Hmm yea. That reminds me of having gratuity JUST to set up a joke or plot point. I guess we’ll see what I think. Hopefully this doesn’t ‘keel’ the zombie or other supernatural horror genre from rising up in Bollywood.
Would love to see more mainstream actors as Vampires, Witches and other monsters.
I’m still waiting to see RISE OF THE ZOMBIE, but I think there’s room for the zombie genre to grow in India. What’s going to hold it back — in addition to having to force an intermission into a genre that isn’t suited for it — is that writers and directors aren’t paying enough attention to WHY horror movies are structured the way they are. Filmmakers aren’t focusing on how to build tension and generate scares. Maybe it’s the tradition of making movies that the whole family can see, but I think Indian filmmakers are afraid to really scare their audiences (or they just don’t know how to do it). When you’re making something like GO GOA GONE that only adults are going to see, why not go all out?
Family movies in India are a huge thing. I remember the backlash that Karan Johar received when he made an adult centric film about infidelity as his 3rd movie. He established himself as a family movie Director, with KUCH KUCH HOTA HAI & KABHI KUSHIE KABHIE GHAM. Then he made KABHI ALVIDA NA KEHNA, which I thought was pretty well done, but it shocked people that went to watch the movie with their kids and grandmas.
It’s very easy to offend in the Indian Industry, which is why I applaud the makers with the balls to not give a fuck, despite the quality of the end result. (BOOM comes to mind)
Speaking of Indian audience’s sensibilities: Check out Director Onir’s I AM. An amazing movie dealing with various cases of abuse.
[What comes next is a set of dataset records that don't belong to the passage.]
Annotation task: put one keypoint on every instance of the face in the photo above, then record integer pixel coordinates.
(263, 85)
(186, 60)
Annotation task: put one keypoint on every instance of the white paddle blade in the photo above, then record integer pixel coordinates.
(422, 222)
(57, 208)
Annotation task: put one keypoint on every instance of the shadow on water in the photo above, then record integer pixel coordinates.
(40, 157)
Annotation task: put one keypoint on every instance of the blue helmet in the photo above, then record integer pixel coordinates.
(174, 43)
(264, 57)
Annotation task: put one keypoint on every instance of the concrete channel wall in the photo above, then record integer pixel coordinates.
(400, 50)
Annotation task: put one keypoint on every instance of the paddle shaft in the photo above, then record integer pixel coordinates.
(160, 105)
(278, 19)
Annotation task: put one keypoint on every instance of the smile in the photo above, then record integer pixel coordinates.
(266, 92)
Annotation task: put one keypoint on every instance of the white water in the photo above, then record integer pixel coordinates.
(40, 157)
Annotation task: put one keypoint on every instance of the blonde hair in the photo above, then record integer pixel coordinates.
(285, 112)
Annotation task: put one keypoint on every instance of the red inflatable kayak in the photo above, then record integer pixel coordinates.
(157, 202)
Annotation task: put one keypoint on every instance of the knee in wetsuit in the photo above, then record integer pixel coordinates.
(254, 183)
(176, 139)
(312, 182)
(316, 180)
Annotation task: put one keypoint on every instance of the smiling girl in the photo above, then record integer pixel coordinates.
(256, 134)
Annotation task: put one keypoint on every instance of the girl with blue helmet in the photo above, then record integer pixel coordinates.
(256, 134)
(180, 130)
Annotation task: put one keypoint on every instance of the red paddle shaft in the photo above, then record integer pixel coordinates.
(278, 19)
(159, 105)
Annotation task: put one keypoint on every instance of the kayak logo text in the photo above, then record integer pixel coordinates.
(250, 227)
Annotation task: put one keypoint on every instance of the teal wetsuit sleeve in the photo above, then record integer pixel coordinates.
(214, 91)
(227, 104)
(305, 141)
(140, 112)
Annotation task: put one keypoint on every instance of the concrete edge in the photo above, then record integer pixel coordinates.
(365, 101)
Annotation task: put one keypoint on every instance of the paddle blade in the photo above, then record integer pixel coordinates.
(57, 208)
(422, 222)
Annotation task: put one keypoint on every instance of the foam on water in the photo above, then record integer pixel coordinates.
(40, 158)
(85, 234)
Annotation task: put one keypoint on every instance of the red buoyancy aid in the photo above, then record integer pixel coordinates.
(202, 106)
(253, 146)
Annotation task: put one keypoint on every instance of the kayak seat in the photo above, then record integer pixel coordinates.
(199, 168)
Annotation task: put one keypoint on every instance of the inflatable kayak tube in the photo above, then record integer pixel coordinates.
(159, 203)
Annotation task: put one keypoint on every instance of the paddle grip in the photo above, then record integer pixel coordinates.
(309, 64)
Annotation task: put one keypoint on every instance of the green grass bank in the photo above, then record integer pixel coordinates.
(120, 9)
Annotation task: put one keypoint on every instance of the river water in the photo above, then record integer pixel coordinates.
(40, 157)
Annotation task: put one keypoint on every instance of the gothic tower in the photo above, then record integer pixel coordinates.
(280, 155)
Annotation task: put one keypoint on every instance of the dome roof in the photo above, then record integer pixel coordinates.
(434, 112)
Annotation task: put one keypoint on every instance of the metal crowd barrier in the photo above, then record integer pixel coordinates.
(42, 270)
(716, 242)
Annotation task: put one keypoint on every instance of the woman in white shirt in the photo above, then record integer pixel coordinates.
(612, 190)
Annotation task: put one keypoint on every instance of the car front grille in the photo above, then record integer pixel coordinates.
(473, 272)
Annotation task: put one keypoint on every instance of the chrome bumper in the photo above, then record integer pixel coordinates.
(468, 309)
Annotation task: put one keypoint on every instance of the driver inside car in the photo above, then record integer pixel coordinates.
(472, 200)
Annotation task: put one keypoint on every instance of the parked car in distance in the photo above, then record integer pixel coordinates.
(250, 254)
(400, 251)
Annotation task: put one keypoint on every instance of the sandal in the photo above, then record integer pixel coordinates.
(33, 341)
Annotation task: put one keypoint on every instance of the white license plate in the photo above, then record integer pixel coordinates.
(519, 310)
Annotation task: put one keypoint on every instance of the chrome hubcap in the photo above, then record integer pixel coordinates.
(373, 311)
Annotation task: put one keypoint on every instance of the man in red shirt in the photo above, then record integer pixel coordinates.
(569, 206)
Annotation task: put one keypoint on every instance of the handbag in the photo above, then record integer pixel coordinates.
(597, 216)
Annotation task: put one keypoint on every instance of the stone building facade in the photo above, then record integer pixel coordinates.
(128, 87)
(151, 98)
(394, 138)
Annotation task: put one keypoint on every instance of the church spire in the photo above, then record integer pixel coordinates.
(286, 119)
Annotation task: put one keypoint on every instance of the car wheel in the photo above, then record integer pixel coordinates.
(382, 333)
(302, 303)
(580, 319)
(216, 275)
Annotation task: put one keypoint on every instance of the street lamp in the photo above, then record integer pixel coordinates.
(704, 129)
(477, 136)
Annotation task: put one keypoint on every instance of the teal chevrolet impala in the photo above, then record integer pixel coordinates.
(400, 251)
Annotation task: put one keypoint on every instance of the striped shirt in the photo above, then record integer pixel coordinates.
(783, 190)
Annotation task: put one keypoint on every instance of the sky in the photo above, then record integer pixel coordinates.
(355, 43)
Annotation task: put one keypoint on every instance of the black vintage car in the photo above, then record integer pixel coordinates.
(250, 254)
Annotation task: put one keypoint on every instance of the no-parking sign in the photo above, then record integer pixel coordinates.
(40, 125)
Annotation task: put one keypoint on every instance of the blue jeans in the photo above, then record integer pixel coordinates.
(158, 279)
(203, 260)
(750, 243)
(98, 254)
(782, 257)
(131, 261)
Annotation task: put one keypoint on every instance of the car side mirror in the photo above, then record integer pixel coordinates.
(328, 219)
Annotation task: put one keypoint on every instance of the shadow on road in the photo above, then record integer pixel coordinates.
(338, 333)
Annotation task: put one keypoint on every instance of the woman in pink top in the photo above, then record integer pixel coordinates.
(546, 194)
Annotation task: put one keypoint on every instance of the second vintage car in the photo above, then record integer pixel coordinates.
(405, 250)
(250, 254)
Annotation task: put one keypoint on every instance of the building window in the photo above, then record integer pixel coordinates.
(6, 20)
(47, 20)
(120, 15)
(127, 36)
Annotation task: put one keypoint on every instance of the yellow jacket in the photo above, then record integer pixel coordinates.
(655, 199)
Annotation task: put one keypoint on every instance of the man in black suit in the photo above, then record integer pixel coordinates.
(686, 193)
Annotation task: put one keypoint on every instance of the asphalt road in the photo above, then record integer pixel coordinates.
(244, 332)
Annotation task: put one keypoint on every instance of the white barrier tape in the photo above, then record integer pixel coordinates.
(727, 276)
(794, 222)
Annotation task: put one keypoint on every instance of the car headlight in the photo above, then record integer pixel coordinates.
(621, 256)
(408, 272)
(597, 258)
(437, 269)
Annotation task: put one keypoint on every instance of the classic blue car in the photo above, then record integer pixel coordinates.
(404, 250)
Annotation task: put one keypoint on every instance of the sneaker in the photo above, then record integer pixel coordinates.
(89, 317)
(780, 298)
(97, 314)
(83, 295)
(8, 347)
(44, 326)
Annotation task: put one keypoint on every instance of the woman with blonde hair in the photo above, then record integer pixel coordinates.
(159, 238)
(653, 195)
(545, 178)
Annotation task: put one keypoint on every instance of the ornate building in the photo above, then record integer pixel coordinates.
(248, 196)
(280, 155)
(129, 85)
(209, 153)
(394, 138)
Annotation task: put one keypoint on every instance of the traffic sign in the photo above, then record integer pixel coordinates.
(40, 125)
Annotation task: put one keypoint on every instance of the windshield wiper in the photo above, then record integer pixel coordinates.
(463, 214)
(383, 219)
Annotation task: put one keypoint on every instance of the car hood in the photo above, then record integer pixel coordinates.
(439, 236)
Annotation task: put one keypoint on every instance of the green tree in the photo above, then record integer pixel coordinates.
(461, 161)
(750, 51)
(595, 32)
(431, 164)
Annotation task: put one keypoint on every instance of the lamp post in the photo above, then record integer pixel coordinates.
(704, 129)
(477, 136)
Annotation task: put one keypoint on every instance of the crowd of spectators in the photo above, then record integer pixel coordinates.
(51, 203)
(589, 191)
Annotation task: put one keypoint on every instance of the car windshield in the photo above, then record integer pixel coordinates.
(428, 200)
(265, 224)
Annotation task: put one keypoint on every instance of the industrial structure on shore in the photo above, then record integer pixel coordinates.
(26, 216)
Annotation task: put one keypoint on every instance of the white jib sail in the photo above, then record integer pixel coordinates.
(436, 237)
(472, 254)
However, to date hasn’t received a TV premiere in India, nor has it been recognized by any of the film governing bodies. Sad.
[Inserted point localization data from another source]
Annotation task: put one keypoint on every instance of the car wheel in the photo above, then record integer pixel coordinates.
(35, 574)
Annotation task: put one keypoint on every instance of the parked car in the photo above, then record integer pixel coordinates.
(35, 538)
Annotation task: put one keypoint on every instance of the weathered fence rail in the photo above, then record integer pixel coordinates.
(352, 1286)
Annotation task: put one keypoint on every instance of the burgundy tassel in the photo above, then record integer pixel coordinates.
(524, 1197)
I’m a little surprised that family movies are still considered the standard, especially since the definition of a “family movie” differs so widely from the Hollywood definition. I can’t imagine what a kid would get out of a movie like KABHI KUSHIE KABHIE GHAM. The squirmy children at various screenings I’ve attended over the years would seem to prove that a lot of these movies aren’t exactly kid-friendly, even if they are inoffensive.
There are so many recent examples of movies geared toward adults — DELHI BELLY, GANGS OF WASSEYPUR, and 7 KHOON MAAF spring to mind — that I think the industry and audience are (slowly) adapting to the fact that films for all ages aren’t the only viable option any more. That’s also being proven by the increasing number of movies aimed at kids, even if they are still mostly cartoons at this point. I wish ALADIN had been more successful, since I do love kid-friendly, live-action adventures.
Brace yourself, Shahid: I’ll be posting my review of BOOM in the next week or two. That movie is mind-blowing.
Oh by the way, I took the liberty of adding this to Reddit.
A lot of good discussions there… and your reviews are always thought provoking. Let me know if this is OK, otherwise I’ll remove.
Very cool! Thanks for adding me on Reddit and for tweeting a link to the review!
No worries. Love sharing a good review.
I usually stay away from Reviews of movies I haven’t seen. And even though I have yet to watch majority of what you Review, it’s always interesting hearing your comparisons and analysis of storytelling in general, relating to Bollywood. It’s a rare thing in my experience.
Be sure to check the Reddit link every now and then for comments from people there as well.
I haven’t seen the movie yet but I agree on dragging of the jokes. I felt that from the trailor itself. Infact it’s been happening in a lot of Hindi movies and it ruins what could be funny. Than again that’s a trait I have in real life. You know, dragging a joke till its no longer funny, like I mentioned before. You know the stuff I was talking about.. Lol
Ha ha ha, Ricky. 😉
Can’t wait Kathy. I have to watch it again before I read your Review. It’s been years. Must reacquaint myself with an old friend.